(Kyiv) « J’avais besoin de lui dire “ je t’aime ” » : Olena a rendu hommage vendredi à Kyiv à son amie Natalia, une militaire tuée dans un bombardement russe à Marioupol, à l’occasion de la Journée « des défenseurs et des défenseuses » de l’Ukraine.

Sur la place, devant la cathédrale Sainte-Sophie, les portraits photographiques de quelque 180 soldats du régiment Azov ont été installés sur de grands panneaux pour une exposition en plein air intitulée les « Anges de Marioupol ».

Tous sont morts dans cette ville du sud-est au printemps, pendant la défense de l’aciérie Azovstal, devenue le symbole de la résistance à l’invasion russe.

Dès le début de son offensive fin février, l’armée russe a assiégé ce port stratégique de la mer d’Azov qui devait permettre à Moscou de créer une continuité territoriale entre la Crimée et les zones séparatistes du Donbass.

Quelque 2500 combattants ukrainiens du régiment Azov, retranchés dans l’usine Azovstal, vont résister jusqu’à mi-mai avant de se rendre.

PHOTO ALEXANDER ERMOCHENKO, REUTERS

Le complexe Azovstal

Le Kremlin et les médias publics russes accusent ce régiment, fondé à l’origine en tant que bataillon par des militants d’extrême droite, d’être un groupe néonazi ayant commis des crimes de guerre et menacent de punir très sévèrement ses membres.

Selon Kyiv, Marioupol est à 90 % détruite, au moins 20 000 personnes y ont péri.  

Sous les grandes photos exposées en plein air, un texte résume la vie de ces soldats.

PHOTO GLEB GARANICH, REUTERS

Sourire discret, cheveux auburn longs, Natalia Strebkova était coiffeuse à Poltava (Centre), avant de rejoindre le régiment Azov en 2017.

Elle y occupait les fonctions de cuisinière et d’infirmière.

Elle a été tuée à l’âge de 45 ans, « quand une bombe de plusieurs tonnes a touché un abri antiaérien » où elle se trouvait, dans la nuit du 14 au 15 avril, est-il écrit sous son portrait.

« C’était une bonne soldate, une bonne amie », dit Olena Zadorojna.

« Sa fille m’a demandé de venir ici.
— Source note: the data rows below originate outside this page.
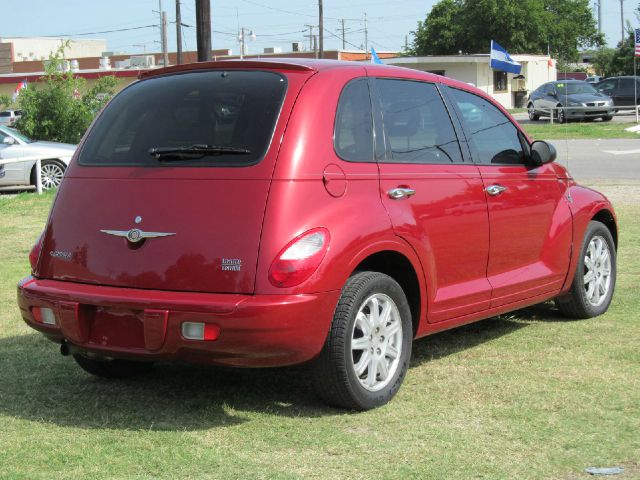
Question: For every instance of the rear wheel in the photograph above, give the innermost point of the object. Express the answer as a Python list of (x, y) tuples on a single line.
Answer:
[(561, 116), (367, 351), (112, 368), (595, 278)]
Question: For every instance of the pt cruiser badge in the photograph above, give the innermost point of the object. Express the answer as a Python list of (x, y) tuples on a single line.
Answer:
[(135, 235)]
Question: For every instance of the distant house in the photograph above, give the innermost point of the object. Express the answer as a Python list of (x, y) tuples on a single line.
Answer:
[(506, 88)]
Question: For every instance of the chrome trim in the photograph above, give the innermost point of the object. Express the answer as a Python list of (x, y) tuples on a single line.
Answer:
[(494, 190), (398, 193), (136, 235)]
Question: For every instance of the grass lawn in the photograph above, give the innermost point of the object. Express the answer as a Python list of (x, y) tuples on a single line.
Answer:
[(528, 395), (547, 131)]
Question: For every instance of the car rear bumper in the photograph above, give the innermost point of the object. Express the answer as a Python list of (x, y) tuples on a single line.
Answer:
[(596, 112), (255, 330)]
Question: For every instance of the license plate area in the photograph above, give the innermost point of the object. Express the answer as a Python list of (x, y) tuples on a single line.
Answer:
[(116, 327)]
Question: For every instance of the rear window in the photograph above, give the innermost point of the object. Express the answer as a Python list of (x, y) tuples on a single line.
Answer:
[(233, 110)]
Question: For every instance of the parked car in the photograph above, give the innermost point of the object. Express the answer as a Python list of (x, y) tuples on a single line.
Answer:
[(338, 212), (14, 145), (10, 117), (620, 89), (569, 100)]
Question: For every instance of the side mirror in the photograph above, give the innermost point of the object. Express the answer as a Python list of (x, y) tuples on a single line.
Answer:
[(542, 152)]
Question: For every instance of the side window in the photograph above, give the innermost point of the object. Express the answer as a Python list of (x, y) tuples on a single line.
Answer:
[(353, 131), (417, 123), (492, 136)]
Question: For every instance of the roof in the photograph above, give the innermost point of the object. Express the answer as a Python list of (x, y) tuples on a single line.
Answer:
[(296, 64)]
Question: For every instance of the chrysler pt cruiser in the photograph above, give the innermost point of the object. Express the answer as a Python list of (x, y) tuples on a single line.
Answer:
[(268, 213)]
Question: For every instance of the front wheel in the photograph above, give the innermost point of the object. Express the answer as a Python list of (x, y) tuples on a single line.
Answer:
[(51, 173), (595, 278), (367, 351)]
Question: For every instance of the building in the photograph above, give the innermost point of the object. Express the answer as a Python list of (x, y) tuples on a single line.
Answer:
[(508, 89), (39, 48)]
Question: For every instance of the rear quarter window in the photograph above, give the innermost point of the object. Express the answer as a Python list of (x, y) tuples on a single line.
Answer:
[(228, 109)]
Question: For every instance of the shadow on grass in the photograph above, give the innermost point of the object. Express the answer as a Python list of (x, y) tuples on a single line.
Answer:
[(38, 384)]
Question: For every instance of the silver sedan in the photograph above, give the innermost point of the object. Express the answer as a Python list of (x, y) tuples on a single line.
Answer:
[(54, 160)]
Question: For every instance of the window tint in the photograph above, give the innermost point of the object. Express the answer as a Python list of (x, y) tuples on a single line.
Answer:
[(417, 123), (233, 109), (492, 136), (353, 136)]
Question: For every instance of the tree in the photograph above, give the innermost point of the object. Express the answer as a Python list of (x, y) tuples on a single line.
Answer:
[(53, 109), (521, 26)]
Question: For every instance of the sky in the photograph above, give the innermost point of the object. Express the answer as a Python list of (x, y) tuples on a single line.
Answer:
[(275, 23)]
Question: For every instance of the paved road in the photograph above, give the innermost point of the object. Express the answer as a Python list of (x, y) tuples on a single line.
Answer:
[(611, 159)]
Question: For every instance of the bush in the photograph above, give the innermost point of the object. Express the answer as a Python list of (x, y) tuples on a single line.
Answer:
[(53, 108)]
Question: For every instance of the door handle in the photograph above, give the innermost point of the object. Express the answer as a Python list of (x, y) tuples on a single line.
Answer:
[(494, 190), (400, 192)]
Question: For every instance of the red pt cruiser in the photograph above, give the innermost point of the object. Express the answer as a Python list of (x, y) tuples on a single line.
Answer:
[(265, 213)]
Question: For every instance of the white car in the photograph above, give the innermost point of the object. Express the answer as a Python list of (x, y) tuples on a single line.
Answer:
[(54, 160)]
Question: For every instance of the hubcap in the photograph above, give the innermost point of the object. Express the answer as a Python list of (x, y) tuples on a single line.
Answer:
[(597, 271), (51, 175), (376, 342)]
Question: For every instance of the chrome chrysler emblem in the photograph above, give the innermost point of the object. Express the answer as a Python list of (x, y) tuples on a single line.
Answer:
[(135, 235)]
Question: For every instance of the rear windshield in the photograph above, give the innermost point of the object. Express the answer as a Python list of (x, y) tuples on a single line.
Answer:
[(574, 88), (227, 117)]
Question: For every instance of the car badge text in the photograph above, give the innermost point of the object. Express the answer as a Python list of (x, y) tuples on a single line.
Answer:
[(136, 235)]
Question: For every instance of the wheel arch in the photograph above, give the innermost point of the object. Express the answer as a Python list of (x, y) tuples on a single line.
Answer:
[(402, 270), (605, 217)]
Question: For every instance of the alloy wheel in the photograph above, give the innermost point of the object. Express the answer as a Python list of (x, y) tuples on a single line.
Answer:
[(376, 342)]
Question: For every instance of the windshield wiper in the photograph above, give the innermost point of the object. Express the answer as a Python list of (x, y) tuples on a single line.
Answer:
[(194, 151)]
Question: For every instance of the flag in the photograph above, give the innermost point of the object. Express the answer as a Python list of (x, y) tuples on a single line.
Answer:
[(500, 60), (16, 92), (374, 57)]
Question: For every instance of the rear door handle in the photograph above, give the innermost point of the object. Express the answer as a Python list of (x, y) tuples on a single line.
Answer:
[(494, 190), (398, 193)]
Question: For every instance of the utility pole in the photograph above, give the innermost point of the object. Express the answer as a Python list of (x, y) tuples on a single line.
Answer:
[(165, 53), (599, 16), (366, 39), (203, 29), (178, 33), (622, 20), (320, 27), (310, 36)]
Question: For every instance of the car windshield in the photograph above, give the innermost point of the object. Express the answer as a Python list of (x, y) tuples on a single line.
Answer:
[(207, 118), (15, 133), (574, 88)]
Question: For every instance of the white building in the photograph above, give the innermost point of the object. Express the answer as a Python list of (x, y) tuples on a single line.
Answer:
[(39, 48), (474, 69)]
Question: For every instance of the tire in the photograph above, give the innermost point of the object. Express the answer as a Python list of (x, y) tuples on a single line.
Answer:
[(51, 173), (590, 297), (561, 116), (342, 373), (112, 368)]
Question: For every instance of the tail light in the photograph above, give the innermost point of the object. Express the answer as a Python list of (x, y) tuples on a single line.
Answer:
[(35, 253), (300, 258)]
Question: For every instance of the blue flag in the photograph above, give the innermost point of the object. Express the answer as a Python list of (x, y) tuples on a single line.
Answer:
[(500, 60), (374, 57)]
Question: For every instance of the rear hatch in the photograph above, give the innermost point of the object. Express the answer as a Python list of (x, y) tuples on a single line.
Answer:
[(169, 188)]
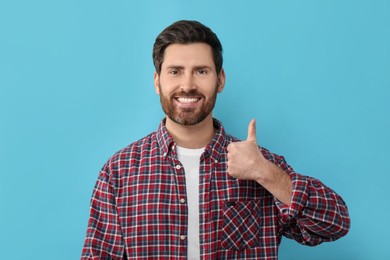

Après les bombardements de lundi [à Kyiv], je ne me sentais pas vraiment bien. Mais je pense que j’avais besoin de venir ici pour la voir et lui dire de tout mon cœur “ je t’aime ” », poursuit la jeune femme dans un sanglot.

Le mari de Natalia, également membre du régiment Azov, a quant à lui été fait prisonnier et a récemment été libéré.

« Fermer le ciel »

D’après les dates de leur décès affichées sous les photos, la plupart des militaires ont péri en mars et avril, et quelques-uns début mai.

PHOTO SERGEI SUPINSKY, AGENCE FRANCE-PRESSE

Comme Denys Bondarenko, dont le surnom de code est « Junior », tué à 18 ans par « une balle de tireur d’élite le 1er mai à l’usine Azovstal », est-il écrit.

Parmi les plus âgés figure le sergent-chef Oleksandre Vigran, 65 ans, chauffeur, tué à Azovtal le 8 mai. « Nous allons certainement gagner », auraient été ses derniers mots envoyés à ses proches.

Galyna Golitsyna, pour sa part, a perdu ses deux fils à la guerre. L’aîné en 2014 et Denys le 23 mars dernier à Marioupol. Les deux servaient dans le régiment Azov.

La mère, âgée de 61 ans, pose en pleurant une main, puis son front, sur le portrait de son cadet, mort à 32 ans.  

Blessé dans un bombardement et soigné dans un hôpital installé à l’intérieur d’un bunker, les médecins n’ont pas pu le sauver.

« Perdre un enfant, c’est le plus terrible qui puisse arriver. Et moi, j’ai perdu mes deux enfants dans cette même guerre. C’est le jour de la mémoire pour moi », dit-elle à l’AFP en s’essuyant les yeux.

« On n’a pas besoin de troupes de l’OTAN combattant chez nous, nous avons nos militaires très habiles, mais donnez-nous les armes et nous allons protéger le monde entier. Il faut nous donner des armes et fermer le ciel » aux missiles russes, plaide la sexagénaire.

Outre cette exposition, des services religieux étaient aussi organisés dans la capitale. La poste nationale a annoncé la sortie de plusieurs timbres représentant des militaires.  

La Journée « des défenseurs et des défenseuses » de l’Ukraine a été instaurée le 14 octobre en 2014, en remplacement du 23 février, date héritée de l’époque soviétique et encore célébrée en Russie.